The 2-RDMs from response theory are not N-representable. That is, the response 2-RDM does not correspond to an actual physical N-electron wave function.
Lanssens et al. presents a new method making these non-N-representable 2-RDMs approximately N-representable in Method For Making 2-Electron Response Reduced Density Matrices Approximately N-representable.
This program is the implementation of the method in this paper and obtains good performance (see below), and serves as a subprogram for Variational Quantum Eigensolver (VQE).
See FIG.1 of the paper.
This is implemented in NRepresentabiliy.optimize.
See from Equation.40 to Equation.43 of the paper.
This is implemented in NRepresentabiliy.fix_two_rdm.
See requirements.txt.
This program uses PySCF for calculating energy. Installation of PySCF see here.
P.S. rdm_mapping_functions.py
is copied from OpenFermion without any modification. You can install OpenFermion and import the functions in rdm_mapping_functions.py
instead. See docs of OpenFermion.
For using N-representability in your own program, copy NRepresentability.py
(and rdm_mapping_functions.py
if you do not install OpenFermion) to your program, and refer to error_mitigation.py for the usage. Here are some explanations.

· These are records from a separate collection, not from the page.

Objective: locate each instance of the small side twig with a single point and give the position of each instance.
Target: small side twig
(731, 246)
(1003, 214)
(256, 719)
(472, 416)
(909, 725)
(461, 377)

2-RDM is a 4-dimensional numpy.ndarray.
Let's assume they are stored in ideal_rdm, noisy_rdm
.
nrep = NRepresentability(
num_spin_orbital=num_spin_orbitals,
num_particle=num_particles,
two_particle_rdm_ideal=ideal_rdm,
two_particle_rdm_noisy=noisy_rdm
)
nrep.optimize()
# the optimized 2rdm is saved in nrep.two_particle_rdm_optimized
Calculate energe from 2-RDM and 1-RDM, according to Equation A14 in the Google's famous Hartree Fork paper.
The method of obtaining $ h_{ij} $ and $ V_{ijkl} $ refers to stackexchange.
ideal_energy = get_energy(nrep.two_particle_rdm_ideal, atom, basis, num_particles)
noisy_energy = get_energy(nrep.two_particle_rdm_noisy, atom, basis, num_particles)
optimized_energy = get_energy(nrep.two_particle_rdm_optimized, atom, basis, num_particles)
1-qubit and 2-qubit gate error rate: 0.005 0.01
trace of ideal and noisy 2-RDM: 12.00156146577284 13.862
fidelity and norm distance before error mitigation: 22.5801569246888 0.733351165091072
fidelity and norm distance after error mitigation: 21.587536213113708 0.5774721548336637
trace of error-mitigated 2-RDM: 12.000000000000004
converged SCF energy = -1.40975299670212
converged SCF energy = -1.40975299670212
converged SCF energy = -1.40975299670212
Energy calculation with ideal 2-RDM, noisy 2-RDM, and error-mitigated 2-RDM: -3.701272225045865 -4.2769176286551955 -3.701140476126008
P.S. Since the 2-RDM provided in ./2rdm_array_data
is generated from an ansatz which is not optimized, the energy of the noisy 2-RDM is lower than that of ideal one.
As you see, the trace error optimized from 13.862 to 12, while energy optimized from -4.27 to -3.70.
- release the code of generating 2-RDM
- embedding this program into some existing quantum error mitigation module
Since (1) might release some of our research idea, so we do not release them at now.